En este último tiempo se vio una disminución en la actividad solar, la ausencia de manchas solares le indica a los especialistas que vamos hacia un mínimo solar (o podríamos ya estar en él); y como lo explicamos anteriormente esto no es un evento extraordinario, sino que es parte de la naturaleza del Sol. En lo que va de 2020, el Sol ha estado sin manchas el 76% del tiempo, una cifra similar a la que experimentó en 2019 (con un 77%).

No vamos hacia una "pequeña edad de hielo"

De vez en cuando, el Sol se vuelve notoriamente más “silencioso” y experimenta muchas menos manchas solares, a esto se lo llama "Gran Mínimo Solar", la última vez que esto sucedió coincidió con un período llamado "Pequeña Edad de Hielo".

Entre los años 1645 y 1715 se dio un mínimo solar llamado el “mínimo de Maunder”, los astrónomos de la época observaron que las manchas solares prácticamente desaparecieron de la superficie del Sol por unos 70 años.

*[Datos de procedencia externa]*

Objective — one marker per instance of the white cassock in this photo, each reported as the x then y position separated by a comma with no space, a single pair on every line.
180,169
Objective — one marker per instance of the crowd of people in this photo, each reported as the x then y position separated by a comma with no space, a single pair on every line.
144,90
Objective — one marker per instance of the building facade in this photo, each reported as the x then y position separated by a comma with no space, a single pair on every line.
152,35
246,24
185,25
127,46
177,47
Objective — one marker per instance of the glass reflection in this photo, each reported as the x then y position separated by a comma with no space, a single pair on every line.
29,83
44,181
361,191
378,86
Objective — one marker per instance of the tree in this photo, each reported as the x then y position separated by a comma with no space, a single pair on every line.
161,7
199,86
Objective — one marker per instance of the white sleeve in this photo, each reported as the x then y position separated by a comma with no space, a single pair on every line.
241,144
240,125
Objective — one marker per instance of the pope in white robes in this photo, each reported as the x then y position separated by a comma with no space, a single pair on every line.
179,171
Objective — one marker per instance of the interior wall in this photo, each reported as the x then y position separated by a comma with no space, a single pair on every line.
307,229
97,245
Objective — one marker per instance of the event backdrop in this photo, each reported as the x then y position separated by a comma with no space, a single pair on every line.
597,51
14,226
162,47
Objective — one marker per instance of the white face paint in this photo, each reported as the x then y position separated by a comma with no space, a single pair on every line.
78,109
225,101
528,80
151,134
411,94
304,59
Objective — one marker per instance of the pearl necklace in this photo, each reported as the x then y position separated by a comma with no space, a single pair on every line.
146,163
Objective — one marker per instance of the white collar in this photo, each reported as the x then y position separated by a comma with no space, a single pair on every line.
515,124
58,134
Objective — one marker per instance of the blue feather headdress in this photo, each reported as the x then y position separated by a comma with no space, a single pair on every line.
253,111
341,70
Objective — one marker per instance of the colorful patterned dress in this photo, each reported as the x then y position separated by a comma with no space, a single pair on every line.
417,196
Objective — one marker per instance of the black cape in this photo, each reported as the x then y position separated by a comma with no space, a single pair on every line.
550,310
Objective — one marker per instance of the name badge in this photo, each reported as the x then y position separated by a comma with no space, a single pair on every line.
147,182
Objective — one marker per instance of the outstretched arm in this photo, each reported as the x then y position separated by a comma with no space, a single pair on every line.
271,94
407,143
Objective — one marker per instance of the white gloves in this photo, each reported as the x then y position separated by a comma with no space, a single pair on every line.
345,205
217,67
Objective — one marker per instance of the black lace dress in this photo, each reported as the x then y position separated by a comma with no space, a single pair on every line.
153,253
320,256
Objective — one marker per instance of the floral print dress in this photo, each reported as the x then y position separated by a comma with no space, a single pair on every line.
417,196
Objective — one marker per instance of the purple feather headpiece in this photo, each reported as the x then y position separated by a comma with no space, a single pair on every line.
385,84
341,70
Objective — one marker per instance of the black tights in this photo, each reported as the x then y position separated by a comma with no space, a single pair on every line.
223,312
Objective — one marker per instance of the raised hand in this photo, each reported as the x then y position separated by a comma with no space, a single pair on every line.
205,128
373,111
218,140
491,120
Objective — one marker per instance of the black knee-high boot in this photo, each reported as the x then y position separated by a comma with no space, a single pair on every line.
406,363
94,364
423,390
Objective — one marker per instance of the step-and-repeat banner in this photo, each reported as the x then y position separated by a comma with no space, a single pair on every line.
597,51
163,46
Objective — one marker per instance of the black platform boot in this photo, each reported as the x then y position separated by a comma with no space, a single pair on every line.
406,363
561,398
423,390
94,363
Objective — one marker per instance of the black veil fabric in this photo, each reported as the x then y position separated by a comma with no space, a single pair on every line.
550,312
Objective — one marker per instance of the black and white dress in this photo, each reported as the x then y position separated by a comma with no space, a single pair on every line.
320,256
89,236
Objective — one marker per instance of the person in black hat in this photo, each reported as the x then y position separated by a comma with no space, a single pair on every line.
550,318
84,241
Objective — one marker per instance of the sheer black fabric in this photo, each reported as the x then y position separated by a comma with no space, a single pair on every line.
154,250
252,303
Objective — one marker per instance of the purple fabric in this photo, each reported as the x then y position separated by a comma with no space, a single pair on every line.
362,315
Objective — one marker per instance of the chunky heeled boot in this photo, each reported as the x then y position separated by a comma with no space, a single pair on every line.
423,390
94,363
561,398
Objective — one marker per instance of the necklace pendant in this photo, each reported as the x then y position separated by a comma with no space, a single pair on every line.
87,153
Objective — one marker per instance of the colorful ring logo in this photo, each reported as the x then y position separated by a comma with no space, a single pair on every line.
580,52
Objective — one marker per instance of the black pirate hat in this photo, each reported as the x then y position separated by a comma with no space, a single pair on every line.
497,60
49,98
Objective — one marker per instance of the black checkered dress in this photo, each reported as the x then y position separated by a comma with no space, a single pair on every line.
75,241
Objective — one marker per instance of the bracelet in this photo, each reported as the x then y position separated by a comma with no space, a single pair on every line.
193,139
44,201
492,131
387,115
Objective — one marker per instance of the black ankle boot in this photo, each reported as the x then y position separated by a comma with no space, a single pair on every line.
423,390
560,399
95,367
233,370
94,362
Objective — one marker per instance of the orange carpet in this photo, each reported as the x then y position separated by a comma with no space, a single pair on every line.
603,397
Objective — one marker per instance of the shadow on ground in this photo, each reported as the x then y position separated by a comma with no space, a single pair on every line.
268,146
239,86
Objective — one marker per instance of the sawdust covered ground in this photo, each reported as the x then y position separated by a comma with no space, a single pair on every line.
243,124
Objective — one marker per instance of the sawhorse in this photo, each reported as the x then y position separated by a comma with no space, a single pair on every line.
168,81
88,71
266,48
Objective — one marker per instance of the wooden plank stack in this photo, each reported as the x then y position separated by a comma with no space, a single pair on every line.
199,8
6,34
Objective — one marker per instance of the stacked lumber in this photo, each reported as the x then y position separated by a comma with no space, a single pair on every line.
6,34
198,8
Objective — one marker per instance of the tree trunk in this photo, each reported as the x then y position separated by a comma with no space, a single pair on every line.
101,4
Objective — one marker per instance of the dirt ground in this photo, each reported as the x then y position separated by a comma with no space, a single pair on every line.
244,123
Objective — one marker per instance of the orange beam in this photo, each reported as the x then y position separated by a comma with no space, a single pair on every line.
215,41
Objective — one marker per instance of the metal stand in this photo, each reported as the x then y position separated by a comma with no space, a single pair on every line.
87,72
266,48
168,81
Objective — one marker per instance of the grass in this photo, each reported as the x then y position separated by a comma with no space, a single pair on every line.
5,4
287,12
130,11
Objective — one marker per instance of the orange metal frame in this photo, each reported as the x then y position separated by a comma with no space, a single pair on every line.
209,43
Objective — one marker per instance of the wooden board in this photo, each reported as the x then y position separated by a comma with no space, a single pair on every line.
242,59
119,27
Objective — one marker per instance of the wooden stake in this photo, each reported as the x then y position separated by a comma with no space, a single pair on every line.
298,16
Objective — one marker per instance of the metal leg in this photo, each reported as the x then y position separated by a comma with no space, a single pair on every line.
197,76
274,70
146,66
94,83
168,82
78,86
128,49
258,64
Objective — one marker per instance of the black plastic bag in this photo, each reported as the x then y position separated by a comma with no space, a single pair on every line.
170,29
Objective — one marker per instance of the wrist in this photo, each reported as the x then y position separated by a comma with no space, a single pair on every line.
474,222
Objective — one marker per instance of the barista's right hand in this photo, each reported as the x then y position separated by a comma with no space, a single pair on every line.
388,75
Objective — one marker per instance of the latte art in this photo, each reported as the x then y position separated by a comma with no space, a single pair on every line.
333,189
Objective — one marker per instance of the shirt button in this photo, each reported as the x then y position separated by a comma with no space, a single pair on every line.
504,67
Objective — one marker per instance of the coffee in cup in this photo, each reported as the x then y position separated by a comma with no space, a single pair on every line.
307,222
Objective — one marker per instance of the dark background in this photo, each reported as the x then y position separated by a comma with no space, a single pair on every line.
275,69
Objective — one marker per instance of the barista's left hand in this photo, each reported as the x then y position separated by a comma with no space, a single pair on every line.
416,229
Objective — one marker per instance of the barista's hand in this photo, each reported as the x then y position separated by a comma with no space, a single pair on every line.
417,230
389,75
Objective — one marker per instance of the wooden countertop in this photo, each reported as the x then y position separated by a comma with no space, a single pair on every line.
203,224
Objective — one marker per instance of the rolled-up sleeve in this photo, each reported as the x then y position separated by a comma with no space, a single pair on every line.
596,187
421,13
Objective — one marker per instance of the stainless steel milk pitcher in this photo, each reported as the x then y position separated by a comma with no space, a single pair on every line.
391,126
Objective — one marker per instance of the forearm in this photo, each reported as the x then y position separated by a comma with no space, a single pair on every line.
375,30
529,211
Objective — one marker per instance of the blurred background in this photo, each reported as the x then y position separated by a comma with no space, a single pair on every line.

Ese periodo coincidió con un importante descenso de la temperatura superficial en el hemisferio norte de nuestro planeta, (alentado por la combinación con el enfriamiento causado por aerosoles volcánicos).

Temperatura global y Actividad Solar
Cambios en la temperatura superficial global (rojo), fluctuación de la actividad solar (amarillo), desde 1880. Fuente: NASA/JPL-Caltech.

El gráfico de la NASA compara los cambios de la temperatura global de la superficie, y la energía del Sol que recibió la Tierra en los últimos 140 años. Los promedios de once años (líneas gruesas), se utilizan para reducir el ruido natural y destacar las tendencias.

La cantidad de energía solar que recibe la Tierra ha seguido el ciclo natural de pequeños altibajos del Sol sin un aumento neto desde la década de 1950, señala la NASA. Sin embargo, durante el mismo período la temperatura global ha aumentado notablemente. Por lo tanto, es extremadamente improbable que el Sol haya causado la tendencia observada del calentamiento de la temperatura global durante el último medio siglo, dicen los científicos.

¿Qué podría pasar entonces con la temperatura?

La NASA explica con detalle, que el calentamiento causado por la emisión de gases de efecto invernadero de origen antropogénico (por la quema de combustibles fósiles), es seis veces mayor que el posible enfriamiento de décadas de un Gran Mínimo Solar prolongado.

En términos de forzantes climáticos, los científicos estiman que el efecto que podría tener es en un factor estimado de aproximadamente -0.1 W/m2 , el mismo impacto de aproximadamente tres años de crecimiento actual de la concentración de dióxido de carbono. O sea que, un Gran Mínimo Solar serviría para compensar unos pocos años de calentamiento causado por las actividades humanas.